The Las Bambas copper mine in Peru. (Courtesy of Siemens AG)
Dentons and White & Case have grabbed lead roles advising a consortium of state-owned Chinese companies on their acquisition of a Peruvian copper mining project from Glencore Xstrata for $5.85 billion. It’s one of two major M&A deals that Glencore announced Monday.
The sale of the Las Bambas project to a group led by Melbourne-based MMG Ltd., a subsidiary of metals and mineral trading company China Minmetals Corp., comes almost a year after Glencore Xstrata was formed via the $65 billion merger that joined the two legacy companies.
Initially structured as a merger of equals, Switzerland-based Glencore eventually ended up buying London-based Xstrata for roughly $34 billion. As part of the sweeping regulatory approval process required to close the deal, Glencore agreed to relinquish its stake in Xstrata’s Las Bambas project to a buyer approved by Chinese authorities.
That buyer has now come forward in the form of a consortium led by MMG as China—the world’s largest consumer of copper—seeks greater control of its global mineral supply lines. MMG owns 62.5 percent of the consortium, while Hong Kong–based Guoxin International Investment Corp. and Citic Metal own stakes of 22.5 percent and 15 percent, respectively.
Sarah Zeng, an energy and infrastructure M&A partner who joined Dentons’ Beijing office two years ago, is leading a cross-border team from the firm advising the MMG–led consortium. The other Dentons lawyers working on the matter include M&A partner Alan Hutchison and energy regulatory partner Carter Simpson.
The consortium is also being advised by a White & Case team that includes global head of mining John Tivey, China practice head Xiaoming Li, M&A partner Julian Chung, finance partner Fernando de la Hoz, energy and infrastructure partner Rebecca Campbell, corporate partner Anthony Vasey, corporate counsel Natalie Cheng and senior associate Matthew Love.
“This transaction played to the strengths of White & Case as a truly global firm, including our strong Latin American presence and capabilities in Hong Kong and Beijing M&A,” Tivey said a statement describing the deal. “This transaction underlines White & Case’s deep expertise in key strategic locations.”
Tivey joined White & Case two years ago this month from Australian legal giant Freehills, which merged in late 2012 with British firm Herbert Smith. Chung and Campbell are also recent lateral hires, with Campbell joining White & Case from mining giant BHP Billiton in early 2013 and Chung coming aboard from Ropes & Gray’s Hong Kong office last June, according to sibling publication The Asian Lawyer. (Chung joined Ropes in 2012 from Norton Rose.) The White & Case lawyers are working closely on the Las Bambas deal with MMG general counsel Nick Myers, deputy general counsel Allison Purdey and group counsel Leigh Mollison.
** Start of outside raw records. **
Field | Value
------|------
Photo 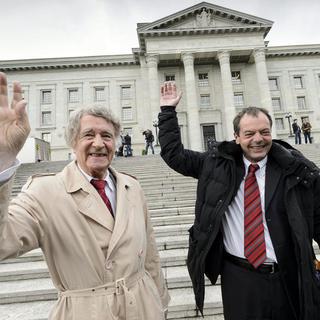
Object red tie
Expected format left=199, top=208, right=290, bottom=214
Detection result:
left=91, top=179, right=114, bottom=218
left=244, top=164, right=266, bottom=268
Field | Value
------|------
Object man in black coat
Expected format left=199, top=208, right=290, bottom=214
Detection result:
left=292, top=119, right=302, bottom=145
left=158, top=82, right=320, bottom=320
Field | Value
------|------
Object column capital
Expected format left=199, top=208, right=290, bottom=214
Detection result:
left=217, top=50, right=230, bottom=65
left=145, top=54, right=159, bottom=68
left=253, top=48, right=266, bottom=63
left=181, top=52, right=194, bottom=67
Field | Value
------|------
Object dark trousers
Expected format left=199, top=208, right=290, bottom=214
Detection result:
left=145, top=141, right=154, bottom=154
left=304, top=132, right=312, bottom=144
left=294, top=132, right=301, bottom=144
left=221, top=259, right=298, bottom=320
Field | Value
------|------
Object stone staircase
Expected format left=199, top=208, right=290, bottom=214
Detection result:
left=1, top=143, right=320, bottom=320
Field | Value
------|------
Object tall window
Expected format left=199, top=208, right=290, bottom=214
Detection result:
left=41, top=111, right=52, bottom=126
left=200, top=94, right=210, bottom=106
left=41, top=132, right=52, bottom=143
left=272, top=97, right=282, bottom=111
left=165, top=75, right=175, bottom=81
left=68, top=88, right=79, bottom=103
left=198, top=73, right=209, bottom=86
left=234, top=93, right=244, bottom=107
left=297, top=96, right=307, bottom=110
left=121, top=86, right=131, bottom=99
left=269, top=77, right=279, bottom=90
left=231, top=71, right=241, bottom=83
left=122, top=107, right=132, bottom=121
left=94, top=87, right=106, bottom=101
left=41, top=90, right=52, bottom=104
left=294, top=76, right=303, bottom=89
left=202, top=125, right=216, bottom=151
left=275, top=118, right=285, bottom=130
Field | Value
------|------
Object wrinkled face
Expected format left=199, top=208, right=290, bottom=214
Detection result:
left=234, top=112, right=272, bottom=163
left=73, top=115, right=116, bottom=179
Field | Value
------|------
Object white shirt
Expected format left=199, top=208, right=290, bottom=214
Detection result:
left=0, top=159, right=20, bottom=183
left=77, top=165, right=117, bottom=215
left=221, top=156, right=277, bottom=263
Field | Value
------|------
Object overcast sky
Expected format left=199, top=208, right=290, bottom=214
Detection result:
left=0, top=0, right=319, bottom=61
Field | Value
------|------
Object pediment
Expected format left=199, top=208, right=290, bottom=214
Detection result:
left=138, top=2, right=273, bottom=32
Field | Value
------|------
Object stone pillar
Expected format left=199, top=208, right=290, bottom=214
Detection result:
left=146, top=54, right=159, bottom=126
left=217, top=51, right=235, bottom=140
left=181, top=52, right=202, bottom=151
left=253, top=48, right=276, bottom=137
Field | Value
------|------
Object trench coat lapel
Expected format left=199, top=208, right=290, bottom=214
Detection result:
left=265, top=159, right=282, bottom=214
left=62, top=161, right=114, bottom=232
left=107, top=167, right=133, bottom=259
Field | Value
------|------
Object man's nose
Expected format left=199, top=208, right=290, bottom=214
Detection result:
left=252, top=132, right=263, bottom=141
left=93, top=134, right=104, bottom=147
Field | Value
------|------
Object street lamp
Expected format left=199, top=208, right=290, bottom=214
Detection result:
left=285, top=112, right=293, bottom=137
left=153, top=120, right=159, bottom=146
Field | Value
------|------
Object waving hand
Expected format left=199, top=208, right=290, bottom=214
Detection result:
left=160, top=81, right=182, bottom=108
left=0, top=72, right=30, bottom=171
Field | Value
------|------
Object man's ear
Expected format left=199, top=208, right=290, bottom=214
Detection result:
left=234, top=132, right=240, bottom=144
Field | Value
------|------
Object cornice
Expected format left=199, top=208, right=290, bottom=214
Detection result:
left=137, top=2, right=273, bottom=52
left=266, top=44, right=320, bottom=58
left=138, top=26, right=271, bottom=53
left=0, top=54, right=139, bottom=72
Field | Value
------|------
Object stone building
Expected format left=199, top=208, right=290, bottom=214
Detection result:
left=1, top=1, right=320, bottom=160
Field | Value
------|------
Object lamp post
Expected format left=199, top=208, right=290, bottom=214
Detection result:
left=285, top=112, right=293, bottom=137
left=153, top=120, right=159, bottom=146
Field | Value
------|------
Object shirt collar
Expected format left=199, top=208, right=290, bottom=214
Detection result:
left=243, top=155, right=268, bottom=173
left=76, top=163, right=115, bottom=192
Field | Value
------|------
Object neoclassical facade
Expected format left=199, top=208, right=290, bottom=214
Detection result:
left=1, top=2, right=320, bottom=160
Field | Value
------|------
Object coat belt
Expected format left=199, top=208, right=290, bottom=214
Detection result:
left=58, top=269, right=145, bottom=320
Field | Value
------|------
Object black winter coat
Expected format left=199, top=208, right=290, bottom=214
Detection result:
left=158, top=108, right=320, bottom=319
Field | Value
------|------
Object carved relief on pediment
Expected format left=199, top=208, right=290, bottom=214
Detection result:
left=196, top=9, right=215, bottom=28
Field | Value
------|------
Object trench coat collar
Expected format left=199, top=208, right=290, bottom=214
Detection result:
left=60, top=161, right=134, bottom=234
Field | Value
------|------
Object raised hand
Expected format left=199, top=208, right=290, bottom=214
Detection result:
left=0, top=72, right=30, bottom=171
left=160, top=81, right=182, bottom=107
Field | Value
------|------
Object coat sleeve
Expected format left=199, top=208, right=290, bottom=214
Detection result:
left=158, top=107, right=206, bottom=179
left=313, top=173, right=320, bottom=246
left=0, top=176, right=44, bottom=261
left=142, top=189, right=170, bottom=311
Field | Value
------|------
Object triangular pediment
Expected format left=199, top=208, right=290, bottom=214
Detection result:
left=138, top=2, right=273, bottom=32
left=137, top=2, right=273, bottom=52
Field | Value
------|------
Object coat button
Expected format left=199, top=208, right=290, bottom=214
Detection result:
left=105, top=260, right=113, bottom=270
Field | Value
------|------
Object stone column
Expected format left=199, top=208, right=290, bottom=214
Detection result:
left=181, top=52, right=202, bottom=151
left=253, top=48, right=276, bottom=137
left=253, top=48, right=273, bottom=110
left=146, top=54, right=159, bottom=126
left=217, top=51, right=235, bottom=140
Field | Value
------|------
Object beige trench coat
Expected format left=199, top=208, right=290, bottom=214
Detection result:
left=0, top=161, right=169, bottom=319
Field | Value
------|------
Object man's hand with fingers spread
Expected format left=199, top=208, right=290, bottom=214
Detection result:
left=0, top=72, right=30, bottom=171
left=160, top=81, right=182, bottom=108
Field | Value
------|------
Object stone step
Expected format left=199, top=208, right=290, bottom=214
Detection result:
left=156, top=235, right=189, bottom=251
left=0, top=285, right=223, bottom=320
left=148, top=200, right=195, bottom=210
left=149, top=206, right=194, bottom=217
left=0, top=259, right=211, bottom=290
left=153, top=214, right=194, bottom=227
left=0, top=267, right=213, bottom=301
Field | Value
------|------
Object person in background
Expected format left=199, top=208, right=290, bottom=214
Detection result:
left=158, top=81, right=320, bottom=320
left=302, top=118, right=312, bottom=144
left=142, top=129, right=155, bottom=155
left=0, top=72, right=169, bottom=320
left=123, top=132, right=132, bottom=157
left=292, top=119, right=301, bottom=145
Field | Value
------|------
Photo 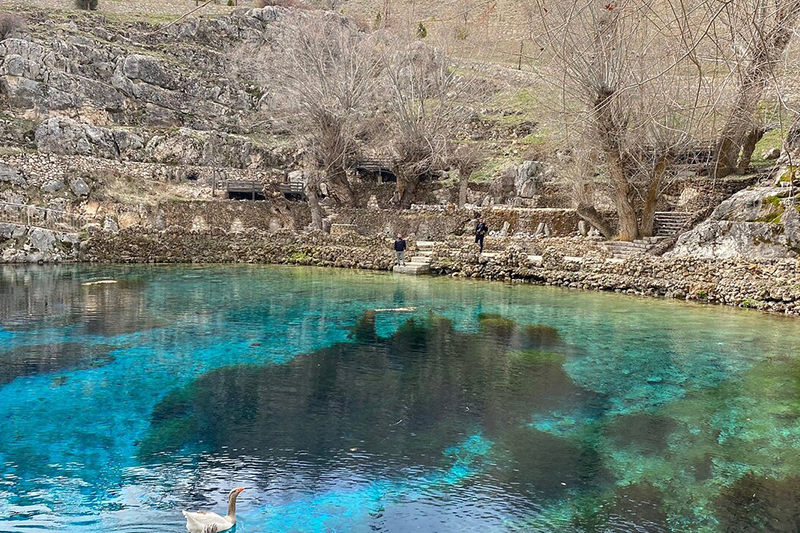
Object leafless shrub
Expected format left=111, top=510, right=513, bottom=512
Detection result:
left=381, top=39, right=484, bottom=208
left=0, top=13, right=24, bottom=40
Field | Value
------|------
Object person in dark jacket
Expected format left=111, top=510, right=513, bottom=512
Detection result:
left=475, top=218, right=488, bottom=253
left=394, top=234, right=407, bottom=265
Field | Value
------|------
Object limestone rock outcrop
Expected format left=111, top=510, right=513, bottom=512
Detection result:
left=667, top=187, right=800, bottom=259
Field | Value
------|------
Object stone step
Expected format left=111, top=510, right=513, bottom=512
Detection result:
left=393, top=263, right=430, bottom=275
left=409, top=256, right=431, bottom=263
left=416, top=241, right=436, bottom=249
left=654, top=211, right=692, bottom=217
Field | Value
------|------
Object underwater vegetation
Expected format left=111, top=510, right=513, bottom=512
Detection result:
left=142, top=312, right=608, bottom=500
left=143, top=310, right=800, bottom=532
left=5, top=265, right=800, bottom=532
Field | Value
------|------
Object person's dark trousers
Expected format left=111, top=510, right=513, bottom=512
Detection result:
left=476, top=235, right=484, bottom=252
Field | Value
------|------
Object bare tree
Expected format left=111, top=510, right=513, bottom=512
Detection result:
left=450, top=144, right=484, bottom=208
left=708, top=0, right=800, bottom=179
left=241, top=15, right=382, bottom=213
left=531, top=0, right=717, bottom=241
left=381, top=40, right=477, bottom=208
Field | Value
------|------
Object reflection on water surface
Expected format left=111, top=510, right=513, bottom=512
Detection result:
left=2, top=264, right=800, bottom=532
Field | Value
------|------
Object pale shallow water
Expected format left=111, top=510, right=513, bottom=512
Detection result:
left=2, top=264, right=800, bottom=532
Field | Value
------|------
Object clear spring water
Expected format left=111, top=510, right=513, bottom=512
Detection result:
left=2, top=265, right=800, bottom=533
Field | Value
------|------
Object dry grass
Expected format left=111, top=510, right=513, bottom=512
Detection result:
left=0, top=0, right=250, bottom=20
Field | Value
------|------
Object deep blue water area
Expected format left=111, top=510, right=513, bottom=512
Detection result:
left=2, top=264, right=800, bottom=532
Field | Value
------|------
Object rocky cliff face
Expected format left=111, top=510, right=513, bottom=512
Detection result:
left=0, top=6, right=301, bottom=160
left=0, top=5, right=314, bottom=261
left=667, top=186, right=800, bottom=259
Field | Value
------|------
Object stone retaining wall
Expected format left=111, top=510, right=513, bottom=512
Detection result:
left=82, top=228, right=395, bottom=270
left=430, top=245, right=800, bottom=316
left=335, top=207, right=580, bottom=240
left=156, top=200, right=309, bottom=233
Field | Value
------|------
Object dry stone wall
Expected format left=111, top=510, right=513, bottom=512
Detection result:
left=82, top=228, right=395, bottom=270
left=336, top=206, right=580, bottom=240
left=430, top=246, right=800, bottom=316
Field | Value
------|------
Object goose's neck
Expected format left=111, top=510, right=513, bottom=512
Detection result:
left=226, top=494, right=239, bottom=522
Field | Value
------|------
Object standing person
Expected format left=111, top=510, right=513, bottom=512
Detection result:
left=475, top=218, right=488, bottom=253
left=394, top=234, right=407, bottom=266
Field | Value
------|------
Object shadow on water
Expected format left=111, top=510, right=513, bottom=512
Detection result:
left=142, top=312, right=612, bottom=500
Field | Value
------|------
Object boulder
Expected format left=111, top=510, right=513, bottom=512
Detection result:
left=709, top=187, right=789, bottom=222
left=122, top=54, right=177, bottom=90
left=667, top=187, right=800, bottom=259
left=40, top=179, right=65, bottom=194
left=35, top=117, right=143, bottom=159
left=763, top=147, right=781, bottom=160
left=103, top=217, right=120, bottom=233
left=69, top=177, right=91, bottom=196
left=28, top=227, right=56, bottom=253
left=0, top=163, right=26, bottom=187
left=0, top=223, right=16, bottom=240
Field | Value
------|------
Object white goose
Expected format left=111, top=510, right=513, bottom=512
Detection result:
left=183, top=488, right=245, bottom=533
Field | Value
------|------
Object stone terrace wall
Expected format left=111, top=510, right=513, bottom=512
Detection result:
left=430, top=246, right=800, bottom=316
left=82, top=228, right=395, bottom=270
left=336, top=207, right=580, bottom=240
left=157, top=200, right=310, bottom=232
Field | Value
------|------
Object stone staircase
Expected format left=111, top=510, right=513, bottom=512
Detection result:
left=393, top=240, right=435, bottom=275
left=603, top=238, right=662, bottom=258
left=654, top=211, right=693, bottom=237
left=603, top=212, right=693, bottom=258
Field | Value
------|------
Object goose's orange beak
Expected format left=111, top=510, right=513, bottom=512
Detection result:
left=235, top=487, right=245, bottom=494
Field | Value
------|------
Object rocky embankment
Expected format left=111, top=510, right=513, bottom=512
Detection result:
left=77, top=227, right=800, bottom=316
left=430, top=245, right=800, bottom=315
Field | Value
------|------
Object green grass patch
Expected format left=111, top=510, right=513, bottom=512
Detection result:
left=739, top=299, right=761, bottom=309
left=471, top=156, right=511, bottom=183
left=751, top=128, right=785, bottom=169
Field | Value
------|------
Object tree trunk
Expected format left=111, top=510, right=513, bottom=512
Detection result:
left=306, top=178, right=324, bottom=231
left=576, top=204, right=614, bottom=239
left=458, top=171, right=469, bottom=208
left=327, top=167, right=356, bottom=207
left=594, top=89, right=639, bottom=241
left=736, top=128, right=764, bottom=174
left=393, top=166, right=420, bottom=209
left=614, top=183, right=640, bottom=241
left=640, top=154, right=669, bottom=237
left=711, top=81, right=763, bottom=179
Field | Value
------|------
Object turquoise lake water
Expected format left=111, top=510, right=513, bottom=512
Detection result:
left=2, top=264, right=800, bottom=532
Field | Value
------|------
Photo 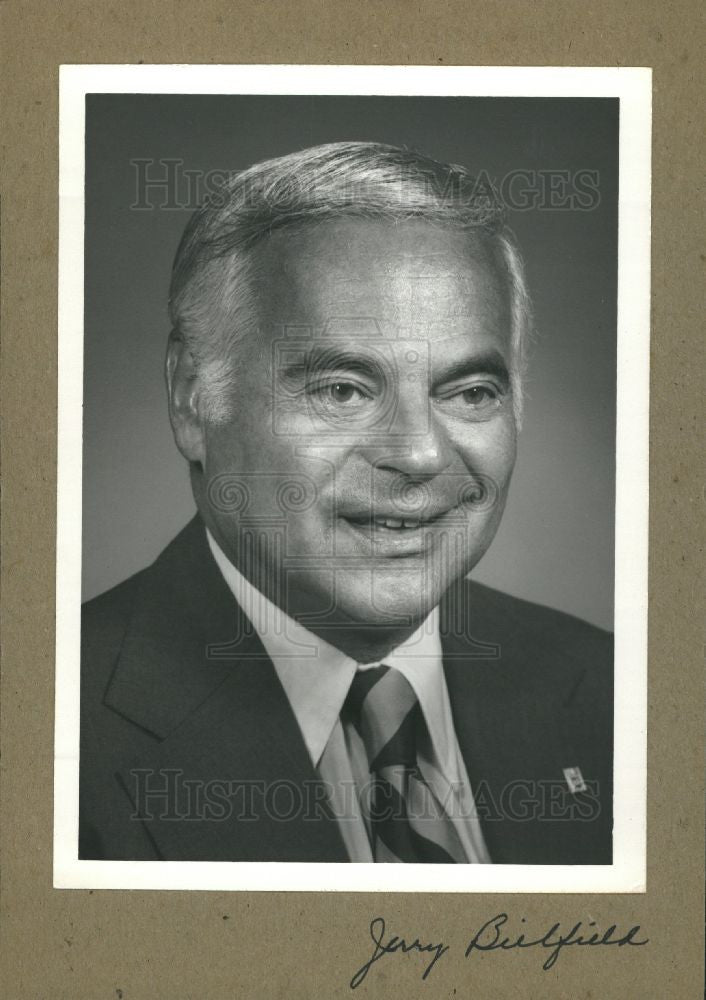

When Glencore and Xstrata first announced their plans to combine in February 2012, Linklaters snagged the top transactional role advising Glencore on the megamerger and Magic Circle rival Freshfield Bruckhaus Deringer took the lead for Xstrata, according to our previous reports.
U.K. publication Legal Week reported last summer that Linklaters had snagged the lead role advising the combined Glencore Xstrata on its sale of the Las Bambas project. Over the past year, China Minmetals eventually emerged as the sole bidder for the strategic copper asset, which Glencore must unload to satisfy both the Chinese regulatory requirements and to pay down its own debt. (Glencore CEO Ivan Glasenberg, who bested former Xstrata boss Mick Davis to take the leadership reins at the combined company, has acknowledged that Glencore paid about $8.8 billion more than it should have to execute the merger.)
Linklaters senior corporate partner Charles Jacobs—who was recently named to the board of directors of London-based mining company Fresnillo—is leading a team advising Glencore on the Las Bambas sale that includes M&A partner David Avery-Gee, finance partner Robert Cleaver and antitrust partner Christian Ahlborn.
Legal Week reports that Clifford Chance is advising a group of lenders providing financing for the transaction. Clifford Chance and Linklaters counseled Glencore last year on its first postmerger bond offering, according to a report by rival U.K. publication The Lawyer. Richard Marshall is Glencore’s general counsel and John Burton serves as corporate secretary for the company, which also announced Monday that it has agreed to acquire Calgary-based Caracal Energy for $1.35 billion.
Clifford Chance is advising Glencore on its purchase of Caracal—which owns oil and gas assets in the central African nation of Chad—along with leading Canadian firms McCarthy Tetrault and Torys. The transaction effectively scuttles Caracal’s planned $627 million acquisition of Calgary-based TransGlobe Energy, which was announced last month and would have extended Caracal’s reach into Egypt.
Stikeman Elliott was advising Caracal in connection with that now-terminated transaction. Blake, Cassels & Graydon—the top legal brand in Canada, according to a survey released last week—had been advising TransGlobe.